In a ruling handed down on Friday morning, the court allowed Miller’s appeal, set aside his convictions for accessory before and accessory after the fact to murder, and entered verdicts of acquittal.

The court ordered that a new trial be held "in the interests of justice" in relation to the offence of accessory before the fact. It said this should be done within six months after the conclusion of proceedings in another case in which Miller is currently engaged.

The court further ruled that if the prosecution fails to commence the retrial within that period, the charges are to be stayed unless the delay is attributable to the defence.

Miller had been sentenced in January 2020 to approximately 39 years in prison. He got 38 years and nine months for the accessory before the fact and 18 months on the other charge.

His appeal was argued on several grounds, including claims that he did not receive a fair trial.

A written judgment is to be circulated.

Miller is currently before the Home Circuit Court in an ongoing trial involving alleged criminal activities linked to the reputed Clansman gang, which the police allege he leads.

Justice Frank Williams delivered the orders on behalf of the panel that made the decision.

The appeal was heard in 2023 by justices Jennifer Straw, Nicole Foster Pusey and David Fraser.

Miller, who is represented by attorneys John Clarke and Isat Buchanan, has argued that he was found guilty in an unfair trial, which was presided over by Justice Georgiana Fraser.

Fraser is now a Court of Appeal judge.

“The prejudicial evidence led in this particular case was severely overwhelming, incurably wrong and unfair to the accused and that based on that, this court cannot be satisfied that at trial no miscarriage of justice had occurred,” Clarke had argued.

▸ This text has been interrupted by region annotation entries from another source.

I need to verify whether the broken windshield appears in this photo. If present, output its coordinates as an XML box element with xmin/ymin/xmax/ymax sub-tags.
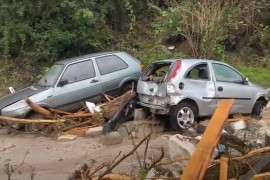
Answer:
<box><xmin>38</xmin><ymin>64</ymin><xmax>63</xmax><ymax>87</ymax></box>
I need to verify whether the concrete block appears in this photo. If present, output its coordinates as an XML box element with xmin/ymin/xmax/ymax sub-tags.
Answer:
<box><xmin>197</xmin><ymin>120</ymin><xmax>210</xmax><ymax>134</ymax></box>
<box><xmin>100</xmin><ymin>131</ymin><xmax>123</xmax><ymax>145</ymax></box>
<box><xmin>265</xmin><ymin>130</ymin><xmax>270</xmax><ymax>146</ymax></box>
<box><xmin>85</xmin><ymin>127</ymin><xmax>103</xmax><ymax>137</ymax></box>
<box><xmin>57</xmin><ymin>134</ymin><xmax>78</xmax><ymax>142</ymax></box>
<box><xmin>168</xmin><ymin>134</ymin><xmax>198</xmax><ymax>170</ymax></box>
<box><xmin>134</xmin><ymin>108</ymin><xmax>147</xmax><ymax>120</ymax></box>
<box><xmin>117</xmin><ymin>126</ymin><xmax>128</xmax><ymax>138</ymax></box>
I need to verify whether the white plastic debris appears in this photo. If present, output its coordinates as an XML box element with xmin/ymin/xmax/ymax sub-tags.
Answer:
<box><xmin>8</xmin><ymin>86</ymin><xmax>15</xmax><ymax>94</ymax></box>
<box><xmin>230</xmin><ymin>120</ymin><xmax>247</xmax><ymax>131</ymax></box>
<box><xmin>85</xmin><ymin>102</ymin><xmax>96</xmax><ymax>113</ymax></box>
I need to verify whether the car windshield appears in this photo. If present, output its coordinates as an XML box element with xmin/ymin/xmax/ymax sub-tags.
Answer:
<box><xmin>38</xmin><ymin>64</ymin><xmax>63</xmax><ymax>87</ymax></box>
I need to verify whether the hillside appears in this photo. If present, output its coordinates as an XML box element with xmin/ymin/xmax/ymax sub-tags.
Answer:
<box><xmin>0</xmin><ymin>0</ymin><xmax>270</xmax><ymax>94</ymax></box>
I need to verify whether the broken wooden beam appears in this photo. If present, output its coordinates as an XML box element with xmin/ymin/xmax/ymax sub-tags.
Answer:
<box><xmin>49</xmin><ymin>108</ymin><xmax>73</xmax><ymax>115</ymax></box>
<box><xmin>219</xmin><ymin>156</ymin><xmax>228</xmax><ymax>180</ymax></box>
<box><xmin>253</xmin><ymin>172</ymin><xmax>270</xmax><ymax>180</ymax></box>
<box><xmin>62</xmin><ymin>113</ymin><xmax>93</xmax><ymax>118</ymax></box>
<box><xmin>0</xmin><ymin>116</ymin><xmax>65</xmax><ymax>123</ymax></box>
<box><xmin>24</xmin><ymin>97</ymin><xmax>52</xmax><ymax>116</ymax></box>
<box><xmin>181</xmin><ymin>99</ymin><xmax>234</xmax><ymax>180</ymax></box>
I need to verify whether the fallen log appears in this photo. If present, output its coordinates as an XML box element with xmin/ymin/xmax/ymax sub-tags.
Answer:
<box><xmin>219</xmin><ymin>156</ymin><xmax>228</xmax><ymax>180</ymax></box>
<box><xmin>49</xmin><ymin>108</ymin><xmax>73</xmax><ymax>115</ymax></box>
<box><xmin>0</xmin><ymin>116</ymin><xmax>65</xmax><ymax>123</ymax></box>
<box><xmin>62</xmin><ymin>113</ymin><xmax>93</xmax><ymax>118</ymax></box>
<box><xmin>64</xmin><ymin>127</ymin><xmax>89</xmax><ymax>137</ymax></box>
<box><xmin>181</xmin><ymin>99</ymin><xmax>234</xmax><ymax>180</ymax></box>
<box><xmin>24</xmin><ymin>97</ymin><xmax>52</xmax><ymax>116</ymax></box>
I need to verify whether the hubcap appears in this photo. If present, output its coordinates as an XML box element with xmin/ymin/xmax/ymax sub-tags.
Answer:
<box><xmin>177</xmin><ymin>107</ymin><xmax>194</xmax><ymax>129</ymax></box>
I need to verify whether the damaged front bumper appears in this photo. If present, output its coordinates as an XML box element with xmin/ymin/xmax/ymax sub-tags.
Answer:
<box><xmin>138</xmin><ymin>94</ymin><xmax>184</xmax><ymax>114</ymax></box>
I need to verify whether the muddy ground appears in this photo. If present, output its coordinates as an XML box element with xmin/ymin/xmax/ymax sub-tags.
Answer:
<box><xmin>0</xmin><ymin>119</ymin><xmax>172</xmax><ymax>180</ymax></box>
<box><xmin>0</xmin><ymin>102</ymin><xmax>270</xmax><ymax>180</ymax></box>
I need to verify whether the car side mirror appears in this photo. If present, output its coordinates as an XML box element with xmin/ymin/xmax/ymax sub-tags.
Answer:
<box><xmin>58</xmin><ymin>79</ymin><xmax>68</xmax><ymax>87</ymax></box>
<box><xmin>244</xmin><ymin>77</ymin><xmax>249</xmax><ymax>84</ymax></box>
<box><xmin>37</xmin><ymin>74</ymin><xmax>42</xmax><ymax>80</ymax></box>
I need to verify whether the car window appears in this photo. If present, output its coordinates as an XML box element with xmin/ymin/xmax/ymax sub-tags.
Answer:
<box><xmin>38</xmin><ymin>64</ymin><xmax>64</xmax><ymax>87</ymax></box>
<box><xmin>213</xmin><ymin>63</ymin><xmax>243</xmax><ymax>83</ymax></box>
<box><xmin>185</xmin><ymin>63</ymin><xmax>209</xmax><ymax>80</ymax></box>
<box><xmin>61</xmin><ymin>60</ymin><xmax>96</xmax><ymax>84</ymax></box>
<box><xmin>96</xmin><ymin>55</ymin><xmax>128</xmax><ymax>75</ymax></box>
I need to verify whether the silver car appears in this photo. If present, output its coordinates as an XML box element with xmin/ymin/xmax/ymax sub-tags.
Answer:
<box><xmin>137</xmin><ymin>59</ymin><xmax>269</xmax><ymax>130</ymax></box>
<box><xmin>0</xmin><ymin>52</ymin><xmax>142</xmax><ymax>130</ymax></box>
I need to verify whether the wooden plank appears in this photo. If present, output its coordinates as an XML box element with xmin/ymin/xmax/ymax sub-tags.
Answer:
<box><xmin>219</xmin><ymin>156</ymin><xmax>228</xmax><ymax>180</ymax></box>
<box><xmin>227</xmin><ymin>116</ymin><xmax>250</xmax><ymax>122</ymax></box>
<box><xmin>0</xmin><ymin>116</ymin><xmax>65</xmax><ymax>123</ymax></box>
<box><xmin>181</xmin><ymin>99</ymin><xmax>234</xmax><ymax>180</ymax></box>
<box><xmin>240</xmin><ymin>153</ymin><xmax>270</xmax><ymax>180</ymax></box>
<box><xmin>62</xmin><ymin>113</ymin><xmax>93</xmax><ymax>118</ymax></box>
<box><xmin>253</xmin><ymin>172</ymin><xmax>270</xmax><ymax>180</ymax></box>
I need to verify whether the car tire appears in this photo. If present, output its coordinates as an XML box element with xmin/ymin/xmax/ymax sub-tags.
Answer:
<box><xmin>121</xmin><ymin>82</ymin><xmax>136</xmax><ymax>94</ymax></box>
<box><xmin>251</xmin><ymin>101</ymin><xmax>266</xmax><ymax>120</ymax></box>
<box><xmin>170</xmin><ymin>102</ymin><xmax>198</xmax><ymax>131</ymax></box>
<box><xmin>24</xmin><ymin>113</ymin><xmax>45</xmax><ymax>133</ymax></box>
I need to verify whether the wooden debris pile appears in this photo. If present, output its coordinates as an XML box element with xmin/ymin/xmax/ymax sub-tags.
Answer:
<box><xmin>0</xmin><ymin>91</ymin><xmax>134</xmax><ymax>137</ymax></box>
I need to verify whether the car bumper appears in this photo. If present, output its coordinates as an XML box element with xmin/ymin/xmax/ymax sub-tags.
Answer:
<box><xmin>1</xmin><ymin>107</ymin><xmax>29</xmax><ymax>118</ymax></box>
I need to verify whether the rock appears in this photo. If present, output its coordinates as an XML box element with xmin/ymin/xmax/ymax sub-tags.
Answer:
<box><xmin>134</xmin><ymin>108</ymin><xmax>147</xmax><ymax>120</ymax></box>
<box><xmin>57</xmin><ymin>134</ymin><xmax>78</xmax><ymax>142</ymax></box>
<box><xmin>100</xmin><ymin>131</ymin><xmax>123</xmax><ymax>145</ymax></box>
<box><xmin>117</xmin><ymin>127</ymin><xmax>128</xmax><ymax>138</ymax></box>
<box><xmin>145</xmin><ymin>168</ymin><xmax>157</xmax><ymax>179</ymax></box>
<box><xmin>0</xmin><ymin>128</ymin><xmax>10</xmax><ymax>135</ymax></box>
<box><xmin>265</xmin><ymin>130</ymin><xmax>270</xmax><ymax>146</ymax></box>
<box><xmin>225</xmin><ymin>120</ymin><xmax>247</xmax><ymax>134</ymax></box>
<box><xmin>121</xmin><ymin>121</ymin><xmax>138</xmax><ymax>134</ymax></box>
<box><xmin>183</xmin><ymin>127</ymin><xmax>198</xmax><ymax>137</ymax></box>
<box><xmin>85</xmin><ymin>127</ymin><xmax>103</xmax><ymax>137</ymax></box>
<box><xmin>168</xmin><ymin>134</ymin><xmax>198</xmax><ymax>170</ymax></box>
<box><xmin>197</xmin><ymin>120</ymin><xmax>210</xmax><ymax>134</ymax></box>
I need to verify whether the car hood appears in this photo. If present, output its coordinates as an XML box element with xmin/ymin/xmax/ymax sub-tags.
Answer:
<box><xmin>249</xmin><ymin>82</ymin><xmax>267</xmax><ymax>93</ymax></box>
<box><xmin>0</xmin><ymin>86</ymin><xmax>46</xmax><ymax>110</ymax></box>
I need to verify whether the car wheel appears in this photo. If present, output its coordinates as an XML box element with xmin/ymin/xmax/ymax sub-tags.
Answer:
<box><xmin>24</xmin><ymin>113</ymin><xmax>45</xmax><ymax>132</ymax></box>
<box><xmin>170</xmin><ymin>102</ymin><xmax>197</xmax><ymax>130</ymax></box>
<box><xmin>251</xmin><ymin>101</ymin><xmax>266</xmax><ymax>120</ymax></box>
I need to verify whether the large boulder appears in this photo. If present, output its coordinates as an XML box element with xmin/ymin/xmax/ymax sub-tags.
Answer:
<box><xmin>168</xmin><ymin>134</ymin><xmax>198</xmax><ymax>170</ymax></box>
<box><xmin>100</xmin><ymin>131</ymin><xmax>123</xmax><ymax>145</ymax></box>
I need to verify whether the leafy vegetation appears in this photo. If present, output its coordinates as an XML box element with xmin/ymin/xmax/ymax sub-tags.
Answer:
<box><xmin>0</xmin><ymin>0</ymin><xmax>270</xmax><ymax>89</ymax></box>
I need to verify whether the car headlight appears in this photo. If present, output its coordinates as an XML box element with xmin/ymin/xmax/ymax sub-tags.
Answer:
<box><xmin>2</xmin><ymin>99</ymin><xmax>28</xmax><ymax>112</ymax></box>
<box><xmin>167</xmin><ymin>84</ymin><xmax>176</xmax><ymax>93</ymax></box>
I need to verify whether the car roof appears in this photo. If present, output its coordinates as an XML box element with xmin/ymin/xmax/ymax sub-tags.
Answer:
<box><xmin>155</xmin><ymin>59</ymin><xmax>222</xmax><ymax>63</ymax></box>
<box><xmin>55</xmin><ymin>51</ymin><xmax>121</xmax><ymax>65</ymax></box>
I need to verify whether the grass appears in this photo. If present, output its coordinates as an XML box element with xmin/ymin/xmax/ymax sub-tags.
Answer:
<box><xmin>237</xmin><ymin>65</ymin><xmax>270</xmax><ymax>88</ymax></box>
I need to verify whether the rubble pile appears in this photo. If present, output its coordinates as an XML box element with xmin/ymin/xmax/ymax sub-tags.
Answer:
<box><xmin>0</xmin><ymin>91</ymin><xmax>134</xmax><ymax>140</ymax></box>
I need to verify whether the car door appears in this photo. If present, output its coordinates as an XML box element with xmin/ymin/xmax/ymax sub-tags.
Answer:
<box><xmin>50</xmin><ymin>59</ymin><xmax>101</xmax><ymax>110</ymax></box>
<box><xmin>95</xmin><ymin>55</ymin><xmax>129</xmax><ymax>95</ymax></box>
<box><xmin>179</xmin><ymin>62</ymin><xmax>217</xmax><ymax>116</ymax></box>
<box><xmin>212</xmin><ymin>63</ymin><xmax>252</xmax><ymax>113</ymax></box>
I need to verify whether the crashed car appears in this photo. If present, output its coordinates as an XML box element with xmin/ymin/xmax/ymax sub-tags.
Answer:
<box><xmin>137</xmin><ymin>59</ymin><xmax>269</xmax><ymax>130</ymax></box>
<box><xmin>0</xmin><ymin>52</ymin><xmax>143</xmax><ymax>130</ymax></box>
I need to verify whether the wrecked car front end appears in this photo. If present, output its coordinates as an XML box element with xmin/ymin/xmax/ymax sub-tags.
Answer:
<box><xmin>137</xmin><ymin>60</ymin><xmax>184</xmax><ymax>114</ymax></box>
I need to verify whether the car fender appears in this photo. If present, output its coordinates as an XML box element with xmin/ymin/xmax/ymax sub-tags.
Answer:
<box><xmin>119</xmin><ymin>77</ymin><xmax>138</xmax><ymax>88</ymax></box>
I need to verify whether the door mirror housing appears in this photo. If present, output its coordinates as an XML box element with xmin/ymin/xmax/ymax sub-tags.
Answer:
<box><xmin>244</xmin><ymin>77</ymin><xmax>249</xmax><ymax>84</ymax></box>
<box><xmin>58</xmin><ymin>79</ymin><xmax>68</xmax><ymax>87</ymax></box>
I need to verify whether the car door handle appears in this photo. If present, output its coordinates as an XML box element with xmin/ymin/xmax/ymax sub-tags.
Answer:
<box><xmin>90</xmin><ymin>79</ymin><xmax>98</xmax><ymax>83</ymax></box>
<box><xmin>218</xmin><ymin>86</ymin><xmax>223</xmax><ymax>91</ymax></box>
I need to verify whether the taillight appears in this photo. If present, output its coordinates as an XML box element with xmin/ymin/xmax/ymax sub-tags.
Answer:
<box><xmin>141</xmin><ymin>64</ymin><xmax>144</xmax><ymax>72</ymax></box>
<box><xmin>167</xmin><ymin>61</ymin><xmax>181</xmax><ymax>82</ymax></box>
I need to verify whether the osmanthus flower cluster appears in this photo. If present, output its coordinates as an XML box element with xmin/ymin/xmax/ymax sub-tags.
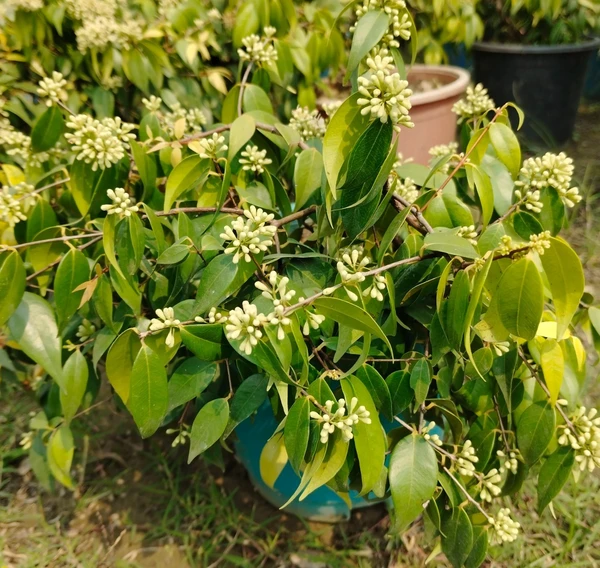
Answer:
<box><xmin>0</xmin><ymin>1</ymin><xmax>600</xmax><ymax>568</ymax></box>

Clarke told the Court of Appeal that Miller was exposed to injustice when the witness, a former member of the gang, claimed that Clansman is responsible for the deaths of 13 members of his family over a two-year period.

The trial judge reduced the man’s life sentence for a murder to 10 years after he entered a plea deal with the prosecution in Miller’s case.

He later testified that Miller ordered another gangster, Andre ‘Blackman’ Bryan, to kill Chambers.

Bryan was acquitted.

Buchanan had also argued that with man accused of Chambers’ murder (the principal felony) freed, the charges against Miller client should have been dismissed based on his view of Section 35 Criminal Justice Administration Act.

The defence also took issue with the trial judge limiting the number of challenges that they could raise at time the jurors were being selected.

Then Director of Public Prosecutions Paula Llewellyn contended that Miller's appeal had no “merit” but if the court finds any, it should allow the State to retry the alleged leader of the Spanish Town-based Clansman gang

She said then that a retrial should be ordered “given the considerable and overwhelming evidentiary material that is available to the Crown and still would be”.

Llewellyn also defended the trial judge for her “impeccable and extremely fair” conduct of the trial “notwithstanding provocation and occasional disrespect from counsel for the defence”.